FrankChen021 opened a new issue, #19163:
URL: https://github.com/apache/druid/issues/19163

   ### Background
   
   Druid supports `druid.processing.intermediaryData.storage.type=deepstore` 
for native parallel indexing, introduced to address reliability issues such as 
rolling updates / worker loss during shuffle.
   
   In this mode, phase-1 tasks write shuffle/intermediary data under the 
`shuffle-data` prefix in deep storage.
   
   ### Problem
   
   These deep-storage shuffle artifacts are not cleaned up after the parallel 
indexing task completes.
   
   The current local intermediary data path has cleanup behavior, but the 
deepstore path does not appear to have an equivalent end-to-end cleanup flow. 
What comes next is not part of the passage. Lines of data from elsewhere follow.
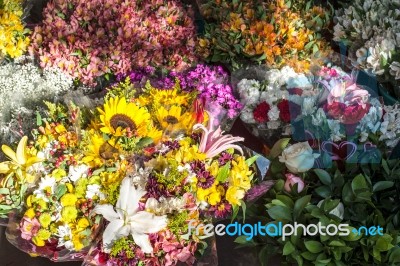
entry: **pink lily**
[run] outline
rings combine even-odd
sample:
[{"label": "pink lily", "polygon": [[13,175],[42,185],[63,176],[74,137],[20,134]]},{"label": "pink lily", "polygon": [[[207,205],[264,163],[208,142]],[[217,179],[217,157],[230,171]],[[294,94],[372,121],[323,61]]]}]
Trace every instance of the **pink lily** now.
[{"label": "pink lily", "polygon": [[199,151],[205,153],[207,158],[213,158],[230,148],[238,150],[243,154],[242,148],[234,143],[243,141],[244,138],[233,137],[231,134],[223,135],[224,131],[222,131],[220,126],[216,130],[213,129],[214,118],[211,115],[209,115],[209,119],[207,128],[202,124],[195,124],[193,126],[193,130],[203,130]]}]

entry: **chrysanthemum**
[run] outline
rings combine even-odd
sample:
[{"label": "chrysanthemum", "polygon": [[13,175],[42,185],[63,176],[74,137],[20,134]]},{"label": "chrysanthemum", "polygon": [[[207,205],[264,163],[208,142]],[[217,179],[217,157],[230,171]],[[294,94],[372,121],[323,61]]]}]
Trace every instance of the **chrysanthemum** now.
[{"label": "chrysanthemum", "polygon": [[104,110],[99,108],[100,130],[114,136],[123,136],[130,131],[134,136],[146,136],[150,114],[134,103],[128,103],[125,97],[110,98],[104,104]]}]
In particular, cleanup cannot rely on the producing worker/task process still 
being alive, since the task may exit before deletion is triggered.
   
   As a result, completed parallel indexing tasks can leave behind many 
residual files/directories under `shuffle-data`, which accumulate over time in 
deep storage.
   
   **Even the document calls out the auto clean up is not implemented and 
require retention policy configured at deep storage side, I don't think we 
should leave the responsibility to deep storage.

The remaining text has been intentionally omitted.